In a tragic but common scenario, people turn on their televisions or check their phones and see news reports that another part of the world is reeling from disaster — flood, earthquake, famine, or disease.
Moved by the distress, people send donations to relief organizations to help ease the suffering.
Humanitarian aid is a very complex cycle in which organizations leverage brief bursts of media attention into fundraising and then spend that money to help as many people as possible.
A W. P. Carey School of Business professor is one of the top experts in the field of humanitarian operations, and his latest paper explores the influence of media attention in how relief groups cooperate.
How media helps and hurts disaster relief
Mahyar Eftekhar, an assistant professor in supply chain management, says that his recent research found newspaper and television exposure increases both individual donations to humanitarian organizations and government funding.
“The population is growing fast, and we know that humanitarian organizations’ budgets have remained almost fixed. But the demand is sharply increasing,” Eftekhar explains.
Collaboration would allow organizations to be more efficient, but their funding structure — relying on news reports to drive donations — reduces the incentive to cooperate.
“They believe, ‘If I collaborate with you, it will dilute the media attention I could receive. I want to receive all the media attention,’” Eftekhar says.
Interestingly, the groups might be right, he says. By not cooperating, each organization still receives funding, and overall, the donation sum is likely larger than if the groups pooled their efforts.

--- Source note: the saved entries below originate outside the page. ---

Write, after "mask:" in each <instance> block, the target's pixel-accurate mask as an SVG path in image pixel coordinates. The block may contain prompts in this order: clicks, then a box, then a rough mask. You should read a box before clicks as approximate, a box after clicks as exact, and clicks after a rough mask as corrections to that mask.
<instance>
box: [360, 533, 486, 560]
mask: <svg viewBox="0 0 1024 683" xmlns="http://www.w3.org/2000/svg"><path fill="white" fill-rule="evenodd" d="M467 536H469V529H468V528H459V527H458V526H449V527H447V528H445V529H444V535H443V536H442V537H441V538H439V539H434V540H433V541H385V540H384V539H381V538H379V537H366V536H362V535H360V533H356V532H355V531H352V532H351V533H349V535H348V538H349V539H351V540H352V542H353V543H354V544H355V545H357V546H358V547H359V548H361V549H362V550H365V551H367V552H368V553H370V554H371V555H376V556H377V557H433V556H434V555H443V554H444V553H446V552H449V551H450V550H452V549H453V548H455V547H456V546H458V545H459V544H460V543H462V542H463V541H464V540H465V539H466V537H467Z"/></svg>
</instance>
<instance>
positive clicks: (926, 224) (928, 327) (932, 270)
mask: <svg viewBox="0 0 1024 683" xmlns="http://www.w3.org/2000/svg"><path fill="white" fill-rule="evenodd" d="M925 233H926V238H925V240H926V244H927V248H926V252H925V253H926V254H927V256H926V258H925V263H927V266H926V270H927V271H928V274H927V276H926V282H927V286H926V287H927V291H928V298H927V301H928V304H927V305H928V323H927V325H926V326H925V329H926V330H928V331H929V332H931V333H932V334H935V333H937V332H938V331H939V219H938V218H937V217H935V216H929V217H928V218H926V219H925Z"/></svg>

“Efficiency is always a requirement, but we’re saying the picture is not that they’re wasting money. No one is guilty here. They could use resources more efficiently but at the same time, the fact that they work individually, raise funds individually, and target different groups of individuals for donations is good for society because they can have a higher income,” says Eftekhar, who, with his co-authors, analyzed the financial statements of 25 big humanitarian organizations from 2000 to 2015, and the number of times the groups were cited in newspapers and other media in four languages.
Collaboration and efficiency in crises
The team weighed different scenarios in which groups could collaborate and what the results might be. The results showed that policymakers might consider funding based on performance and not media attention.
“But this is another problem in that the way that performance is measured is how much money the organizations spend in the field, not how much is spent effectively,” he says.
Relief groups are constrained not only by uncertainty in their funding but also their lack of budget flexibility, Eftekhar says. He is finishing up a research project that examines how groups buy and deploy large equipment such as water purifiers, power generators, and trucks.
“Usually what we believe is that items like food and medicine impact human life and reduce suffering, but if you don’t have a way to distribute the items, or a power generator to run an office in the field, you can’t deliver these items to people,” he says.
“You need people who work in the field. These people aren’t all volunteers. They need salaries. They need computers and telephones.”
When there’s a disaster, most donors want to earmark their money specifically for that event rather than allowing the organization to decide how to allocate funding.
“Therefore, these organizations don’t have permission to save money, and that narrows their decisions,” he says. “If this operation needs a million dollars, why should they spend 2 million? That’s a waste of money. It’s better to keep it for the next disaster. Disasters always happen.”
Donors also want to avoid funding charities that have too much administration, or “overhead.” In fact, the lower the administration costs, the higher the charities are ranked, according to many indicators.
But a lack of administration can lead to waste. “The administration job is trying to do things better,” says Eftekhar, who two years ago did a case study on a large humanitarian organization that was having inventory-management problems.
“When we interviewed them, we realized that although their job is to distribute food to people in poor countries, they don’t have a supply chain unit. We asked why and they said that 95 percent of their budget is earmarked and only 5 percent is for administration, so they handled supply themselves. They pay less for administration, but do they spend the other 95 percent effectively? I don’t think so.”
Eftekhar, who is from Iran, became interested in studying humanitarian organizations because of his background. “We have a lot of earthquakes, floods, natural disasters — and man-made disasters because we had war. We had terrorist attacks in the beginning of the revolution,” he says. “Sometimes when I think of my childhood, it was so natural for me to have war and disaster. It was a common thing.”
His doctoral supervisor was Luk Van Wassenhove, who pioneered the study of humanitarian logistics of developmental programs in the early 2000s. “I wanted to work with him, and combined with my personal story about the country I come from, I decided I wanted to contribute,” he says. “This topic is very interesting because it’s not just about helping people. It’s also about advancing our knowledge of the commercial supply chain.”